- Born: Chicago, Illinois, U.S.
- Genres: Jazz, soul, funk
- Occupation(s): Guitarist, singer-songwriter
- Instrument(s): Guitar, vocals
- Years active: 2010–present

= Michael Day (guitarist) =

Michael Day is a guitarist, vocalist, songwriter, and teacher from Chicago, Illinois.

== Education ==
Day graduated from the Merit School of Music in Chicago as a kid, has a bachelor's degree in Jazz Guitar Performance from Mason Gross School of the Arts at Rutgers University and a master's degree in Jazz Guitar Performance from Manhattan School of Music.

Michael Day also studied music in Cuba at The National School for the Arts in Havana.

== Career ==
Michael Day has been teaching guitar for about 18 years and has collaborated with the artists Natalie Cole, James Ronstadt, Dan Torres, Jill Stevenson, Amanda Brecker, Asher Monroe, Terre Roche, Loudon Wainwright III, Casey Benjamin, Chloe Temtchine, Derek James, Brent Shuttleworth and Obed Calvaire, but is best known for his work with Patrick Stump (of Fall Out Boy) solo project

Stump's solo project and tour was self funded to promote his album Soul Punk, which was released on October 18, 2011, and supported acts like Panic! at the Disco Joe Jonas, Kelly Clarkson and Bruno Mars. Stump has praised Day's work with the band on a number of occasions.

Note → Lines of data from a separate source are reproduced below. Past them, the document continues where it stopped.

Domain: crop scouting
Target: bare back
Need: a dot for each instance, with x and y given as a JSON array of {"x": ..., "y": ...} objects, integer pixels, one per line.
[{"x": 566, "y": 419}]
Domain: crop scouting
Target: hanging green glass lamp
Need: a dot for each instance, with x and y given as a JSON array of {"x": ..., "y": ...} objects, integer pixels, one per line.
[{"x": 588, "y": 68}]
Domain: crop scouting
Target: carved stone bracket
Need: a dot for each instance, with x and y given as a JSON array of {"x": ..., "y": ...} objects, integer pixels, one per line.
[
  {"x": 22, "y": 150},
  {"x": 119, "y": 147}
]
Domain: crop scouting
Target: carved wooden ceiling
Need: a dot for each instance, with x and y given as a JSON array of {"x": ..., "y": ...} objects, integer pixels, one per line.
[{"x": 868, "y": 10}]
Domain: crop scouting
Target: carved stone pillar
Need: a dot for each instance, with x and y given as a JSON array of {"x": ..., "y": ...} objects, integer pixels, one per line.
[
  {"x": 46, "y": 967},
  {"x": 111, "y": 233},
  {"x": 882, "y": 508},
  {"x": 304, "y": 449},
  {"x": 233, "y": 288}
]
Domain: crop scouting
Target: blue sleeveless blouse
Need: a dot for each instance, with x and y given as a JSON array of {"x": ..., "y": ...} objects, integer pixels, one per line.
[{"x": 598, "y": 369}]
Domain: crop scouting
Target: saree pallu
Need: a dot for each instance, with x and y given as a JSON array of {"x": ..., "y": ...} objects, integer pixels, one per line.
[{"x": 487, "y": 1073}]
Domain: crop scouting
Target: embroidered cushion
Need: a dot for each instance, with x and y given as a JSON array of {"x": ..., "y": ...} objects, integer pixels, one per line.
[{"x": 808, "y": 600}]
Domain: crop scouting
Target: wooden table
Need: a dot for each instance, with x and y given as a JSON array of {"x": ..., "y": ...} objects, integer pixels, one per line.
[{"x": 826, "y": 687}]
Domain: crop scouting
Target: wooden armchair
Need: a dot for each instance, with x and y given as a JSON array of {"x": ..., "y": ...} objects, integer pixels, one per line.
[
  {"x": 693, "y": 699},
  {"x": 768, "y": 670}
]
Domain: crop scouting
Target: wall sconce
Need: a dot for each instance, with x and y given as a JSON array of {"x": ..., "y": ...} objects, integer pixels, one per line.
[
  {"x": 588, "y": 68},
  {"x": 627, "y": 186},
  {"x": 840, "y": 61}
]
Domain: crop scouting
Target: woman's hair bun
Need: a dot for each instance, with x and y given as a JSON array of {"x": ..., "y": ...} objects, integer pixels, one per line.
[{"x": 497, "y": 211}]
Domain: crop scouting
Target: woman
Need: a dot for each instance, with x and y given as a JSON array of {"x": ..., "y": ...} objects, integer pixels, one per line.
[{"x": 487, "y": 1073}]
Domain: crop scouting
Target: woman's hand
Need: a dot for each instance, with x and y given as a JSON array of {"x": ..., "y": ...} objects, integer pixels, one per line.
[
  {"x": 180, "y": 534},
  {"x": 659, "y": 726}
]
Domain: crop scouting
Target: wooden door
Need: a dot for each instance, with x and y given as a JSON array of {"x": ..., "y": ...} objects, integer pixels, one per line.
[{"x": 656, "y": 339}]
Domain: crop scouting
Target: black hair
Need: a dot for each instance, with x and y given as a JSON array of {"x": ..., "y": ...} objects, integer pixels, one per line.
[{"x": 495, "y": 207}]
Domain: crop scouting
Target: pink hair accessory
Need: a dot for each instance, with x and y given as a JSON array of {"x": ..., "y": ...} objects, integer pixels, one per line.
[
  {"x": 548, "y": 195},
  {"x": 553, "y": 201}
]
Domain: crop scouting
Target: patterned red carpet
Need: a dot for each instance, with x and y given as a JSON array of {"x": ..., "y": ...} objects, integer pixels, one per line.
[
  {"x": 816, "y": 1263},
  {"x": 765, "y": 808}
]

Day has also been involved in film and television scores, including Through a Dog's Eyes narrated by Neil Patrick Harris and National Geographic documentary Cuba: A Hidden Eden.

His musical influences include Prince, Tears For Fears, Neil Young, Starvinsky, Depeche Mode, R. Kelly, Los Van Van, David Bowie, Trevor Horn, Otis Redding, Peter Gabriel, Sam Cooke, Chaka Khan, Mahler, and Brahms.